What Enabling Really Means in Relationships
This topic has come up quite a bit, lately: Enabling.
First, let me define enabling:
Enabling: Providing the tools and resources allowing another to complete a desired task. Give someone or something the authority or means to do something.
Inherently, enabling someone to do something in their best interest is a kind act! Yes! Enable your child, enable your friend and enable your spouse!
Now, this is where things get confusing: Where do we draw the line between supporting and enabling.
The point of support ends just as soon as we begin contributing more than 50%, whether that is in the form of work or in financial support. In this microscopic grey area, resentment is born.
The second piece of the formula is this:
When you are a child, in order for you to grow into a healthy adult your parents must support you in these four areas:
- Healthy food,
- Physical shelter,
- Emotional support, and
- Access to education and growth experiences.
These are a child's basic needs. Cell phones, ipads, toys, gifts, desserts, and vacations to theme parks ARE NOT basic needs. If your child has his or her basic needs met, your child will be fine. I promise.
For adults, assuming we do not have a severe disability, we now become responsible for our own basic needs. No one owes us anything. Anything given to us in the form of money, food, etc. may be considered a gift. Period.
Yes, I understand many couples "divide and conquer." This is one major benefit of being in a partnership! However, at any point, both of you must be ready and able to resume responsibility for ALL of your own basic needs, if the needs arise. Note, needs while raising young children is another can of worms we will get into another day but, even in that case, it is important to understand that at any given moment we might have to resume responsibility, entirely.
The rest is cake. "Cake" being gifts, flowers, tickets to a ballgame, and diamond rings. Yes, I said diamond rings.
Where this gets fuzzy:
You have an adult child who is not yet financially independent.

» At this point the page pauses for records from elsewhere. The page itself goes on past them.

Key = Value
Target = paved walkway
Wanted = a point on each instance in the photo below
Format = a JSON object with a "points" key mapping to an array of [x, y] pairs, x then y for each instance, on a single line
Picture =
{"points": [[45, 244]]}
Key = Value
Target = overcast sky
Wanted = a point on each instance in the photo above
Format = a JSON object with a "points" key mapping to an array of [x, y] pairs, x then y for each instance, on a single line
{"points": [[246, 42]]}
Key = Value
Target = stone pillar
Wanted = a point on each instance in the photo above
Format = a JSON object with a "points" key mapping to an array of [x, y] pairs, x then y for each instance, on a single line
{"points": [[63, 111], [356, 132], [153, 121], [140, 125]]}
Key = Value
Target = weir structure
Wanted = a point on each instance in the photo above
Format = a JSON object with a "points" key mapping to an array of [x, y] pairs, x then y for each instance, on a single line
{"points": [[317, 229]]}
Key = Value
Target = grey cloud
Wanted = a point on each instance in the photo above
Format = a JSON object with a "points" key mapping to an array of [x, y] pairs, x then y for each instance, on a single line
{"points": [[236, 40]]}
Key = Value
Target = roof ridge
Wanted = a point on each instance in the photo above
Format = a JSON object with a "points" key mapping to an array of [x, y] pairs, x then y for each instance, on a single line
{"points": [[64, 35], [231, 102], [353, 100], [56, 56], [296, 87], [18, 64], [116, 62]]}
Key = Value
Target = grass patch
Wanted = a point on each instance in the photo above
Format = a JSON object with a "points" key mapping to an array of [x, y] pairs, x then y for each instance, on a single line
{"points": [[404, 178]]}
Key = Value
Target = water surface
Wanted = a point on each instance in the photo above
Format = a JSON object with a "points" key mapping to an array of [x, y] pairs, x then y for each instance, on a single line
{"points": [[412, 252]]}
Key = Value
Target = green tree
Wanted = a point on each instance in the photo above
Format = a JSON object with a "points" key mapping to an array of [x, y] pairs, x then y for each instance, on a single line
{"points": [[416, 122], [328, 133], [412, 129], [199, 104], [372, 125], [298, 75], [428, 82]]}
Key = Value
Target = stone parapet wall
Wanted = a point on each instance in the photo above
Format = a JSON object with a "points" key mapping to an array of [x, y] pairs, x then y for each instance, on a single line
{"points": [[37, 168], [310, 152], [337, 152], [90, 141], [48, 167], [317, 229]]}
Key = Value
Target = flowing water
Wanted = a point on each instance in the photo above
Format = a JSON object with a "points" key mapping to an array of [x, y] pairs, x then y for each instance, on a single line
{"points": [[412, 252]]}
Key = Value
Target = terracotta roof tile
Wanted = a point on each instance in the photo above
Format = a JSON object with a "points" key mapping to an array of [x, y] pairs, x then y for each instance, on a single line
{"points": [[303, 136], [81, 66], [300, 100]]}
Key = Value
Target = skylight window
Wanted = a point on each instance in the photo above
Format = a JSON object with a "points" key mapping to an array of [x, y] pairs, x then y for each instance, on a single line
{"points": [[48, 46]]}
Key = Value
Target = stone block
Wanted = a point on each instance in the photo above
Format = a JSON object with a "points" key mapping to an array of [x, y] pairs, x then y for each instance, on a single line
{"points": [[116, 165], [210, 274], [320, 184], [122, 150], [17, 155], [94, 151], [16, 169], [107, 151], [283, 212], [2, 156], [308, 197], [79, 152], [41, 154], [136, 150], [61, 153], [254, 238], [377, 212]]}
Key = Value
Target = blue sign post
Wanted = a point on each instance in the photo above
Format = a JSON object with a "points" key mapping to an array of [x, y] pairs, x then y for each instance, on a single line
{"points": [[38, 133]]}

My response: Pending they do not have a severe disability, your adult child can do a lot more than you give them credit for. Give them the painfully challenging opportunity to show you just what they can do! Every time you do for them, when they can do for themselves, you are giving one big kick to their self-esteem. This lowering of self-esteem may not be obvious, at first, but you will know this is happening because the moment you say you are pulling support/funding, I would bet my car that they will have a mini panic attack. That panic comes from their lacking confidence in their ability to "make it" without your help. So, the earlier you give your young-adult child the opportunity to take on more responsibility, the better.
You were taught that if your spouse does not get you gifts, he or she must not love you! Not true. This is what television tells us—if someone loves you, they buy you things. This is a lie. If someone loves you, they show up, to the best of their ability. They say hi. They wish you well, and support you in your passions and endeavors. They listen to you. They laugh with you. They walk with you through the less-than-comfortable times. Do they get you things? Not needed. They give you something more valuable: time, care and concern.
If you get someone gifts, over and over again, and they never get anything for you, they must not care about you. Again, not true. This is a good time to think about why you are getting THEM gifts? Is it out of the kindness of your heart—just to let them know you were thinking about them? Or is it a relationship contract? If you get them something, they will be your friend. No. You are about to be severely disappointed. This goes both ways. How do you feel towards that friend who is always buying you gifts? Are they really supportive or do you feel somewhat tied to them? This goes for romantic relationships, too.
So, are you in a balanced relationship? Friendship? Are you unhealthily enabled? Are you the imbalanced enabler? Food for thought!